The electrical signaling bottleneck between current microelectronic chips has left light communication as one of the only options left for further technological progress. The traditional method of data transfer-electrical wires-has a limit on how fast and how far it can transfer data. It also uses a lot of power and generates heat.
With the relentless demand for higher performance and lower power in electronics, these limits have been reached.
However, according to the new study, which is the culmination of a several-year-long project funded by the U.S. Defense Advanced Research Project Agency, the new microchip technology capable of optically transferring data could solve the severe bottleneck in current devices by speeding data transfer and reducing energy consumption by orders of magnitude.
"Instead of a single wire carrying 10 to 100 gigabits per second, you can have a single optical fiber carrying 10 to 20 terabits per second--so about a thousand times more in the same footprint," researcher Milos Popovic from Boston University was quoted as saying in a press release.
In the new paper, the researchers present a manufacturing solution applicable to even the most commercially widespread chips based on bulk silicon, by introducing a set of new material layers in the photonic processing portion of the silicon chip.

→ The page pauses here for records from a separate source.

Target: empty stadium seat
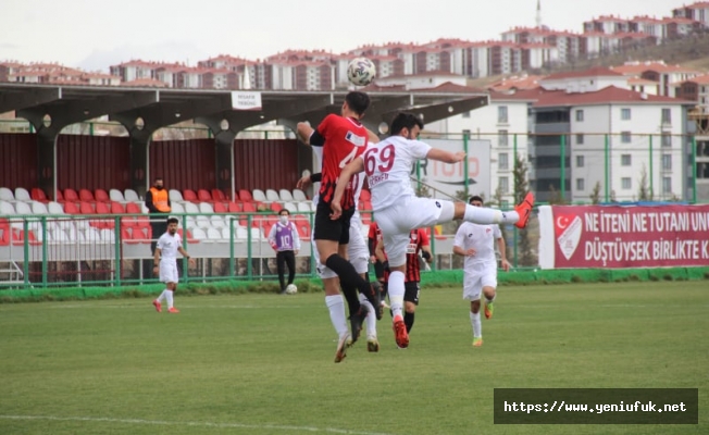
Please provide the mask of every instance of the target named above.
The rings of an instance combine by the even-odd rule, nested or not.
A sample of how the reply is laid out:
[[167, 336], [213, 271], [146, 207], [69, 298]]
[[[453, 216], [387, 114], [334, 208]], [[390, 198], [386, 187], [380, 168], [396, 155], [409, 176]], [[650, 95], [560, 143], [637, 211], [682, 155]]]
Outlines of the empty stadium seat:
[[[279, 201], [281, 200], [281, 197], [278, 197], [278, 192], [273, 190], [273, 189], [266, 189], [265, 196], [266, 196], [266, 199], [265, 199], [266, 201]], [[256, 196], [254, 196], [254, 199], [256, 199]]]
[[125, 197], [123, 196], [123, 192], [119, 189], [109, 190], [109, 199], [111, 201], [125, 202]]
[[24, 187], [15, 188], [15, 201], [32, 201], [29, 192]]

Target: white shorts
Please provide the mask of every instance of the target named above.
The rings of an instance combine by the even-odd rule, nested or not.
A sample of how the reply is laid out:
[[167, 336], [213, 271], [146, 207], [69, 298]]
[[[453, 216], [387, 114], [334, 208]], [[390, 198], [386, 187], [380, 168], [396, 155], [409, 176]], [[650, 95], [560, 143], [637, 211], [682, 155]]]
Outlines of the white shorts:
[[444, 208], [450, 213], [453, 204], [440, 199], [409, 197], [374, 213], [374, 220], [382, 229], [384, 249], [390, 266], [406, 264], [411, 229], [438, 224]]
[[463, 299], [480, 300], [483, 287], [497, 288], [497, 264], [480, 263], [465, 269], [463, 277]]
[[[354, 266], [357, 273], [366, 273], [370, 270], [370, 249], [366, 247], [364, 237], [362, 236], [362, 223], [359, 213], [356, 213], [350, 220], [349, 224], [349, 244], [347, 244], [347, 257], [349, 262]], [[313, 227], [313, 234], [315, 228]], [[337, 274], [325, 264], [320, 262], [320, 253], [315, 246], [314, 237], [311, 237], [313, 256], [315, 257], [315, 268], [318, 268], [318, 275], [321, 279], [335, 278]]]
[[175, 284], [179, 282], [176, 260], [160, 260], [160, 282]]

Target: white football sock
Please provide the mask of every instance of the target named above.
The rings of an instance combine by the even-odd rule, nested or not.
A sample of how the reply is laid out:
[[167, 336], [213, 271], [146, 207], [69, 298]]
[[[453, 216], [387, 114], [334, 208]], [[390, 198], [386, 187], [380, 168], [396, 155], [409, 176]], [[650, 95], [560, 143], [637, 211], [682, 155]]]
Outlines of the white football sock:
[[480, 311], [477, 314], [470, 312], [470, 323], [473, 325], [473, 338], [481, 338], [483, 336], [483, 325], [480, 322]]
[[403, 272], [394, 271], [389, 274], [389, 303], [391, 304], [391, 313], [396, 318], [401, 314], [403, 309], [403, 294], [406, 288], [403, 286]]
[[482, 207], [467, 204], [463, 220], [481, 225], [513, 224], [520, 220], [520, 214], [515, 211], [484, 209]]
[[349, 334], [347, 327], [347, 315], [345, 314], [345, 300], [343, 295], [325, 296], [325, 304], [329, 311], [329, 321], [337, 332], [337, 337], [341, 338]]

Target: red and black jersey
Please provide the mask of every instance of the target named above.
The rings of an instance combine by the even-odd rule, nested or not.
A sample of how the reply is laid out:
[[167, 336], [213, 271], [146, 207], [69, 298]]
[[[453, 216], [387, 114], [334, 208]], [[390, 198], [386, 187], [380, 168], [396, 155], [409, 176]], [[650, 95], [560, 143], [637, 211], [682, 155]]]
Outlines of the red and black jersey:
[[[318, 144], [322, 141], [322, 144]], [[311, 145], [323, 145], [323, 179], [320, 199], [331, 203], [339, 174], [349, 162], [364, 152], [369, 142], [366, 128], [358, 120], [335, 114], [325, 116], [310, 139]], [[356, 186], [348, 184], [343, 195], [343, 210], [354, 208]]]
[[[427, 246], [428, 244], [428, 235], [426, 235], [425, 229], [411, 229], [411, 233], [409, 233], [409, 246], [407, 247], [407, 273], [403, 276], [405, 283], [421, 282], [419, 251], [422, 250], [422, 247]], [[386, 256], [386, 251], [384, 254]], [[384, 281], [387, 283], [389, 282], [389, 273], [386, 271], [384, 272]]]

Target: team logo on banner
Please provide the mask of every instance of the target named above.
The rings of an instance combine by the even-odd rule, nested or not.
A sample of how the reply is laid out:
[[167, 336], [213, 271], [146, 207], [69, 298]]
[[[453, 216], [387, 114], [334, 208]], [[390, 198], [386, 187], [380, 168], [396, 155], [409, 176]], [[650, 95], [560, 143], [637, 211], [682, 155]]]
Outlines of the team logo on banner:
[[581, 217], [562, 214], [555, 219], [553, 226], [559, 249], [561, 249], [561, 253], [569, 260], [576, 251], [579, 241], [581, 241], [581, 233], [583, 231]]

They demonstrate that this change allows optical communication with no negative impact on electronics.
"By carefully investigating and optimizing the properties of the additional material layers for photonic devices, we managed to demonstrate state-of-the-art system-level performance in terms of bandwidth density and energy consumption while starting from a much less expensive process compared to competing technologies," said co-first author of the paper Fabio Pavanello.
The new platform, which brings photonics to state-of-the-art bulk silicon microelectronic chips, promises faster and more energy efficient communication that could vastly improve computing and mobile devices, according to the study.
"For the most advanced current state-of-the-art and future semiconductor manufacturing technologies with electronic transistor dimensions below 20nm, there is no other way to integrate photonics than this approach," concluded associate professor Vladimir Stojanovic of UC Berkeley, whose team led some of the work.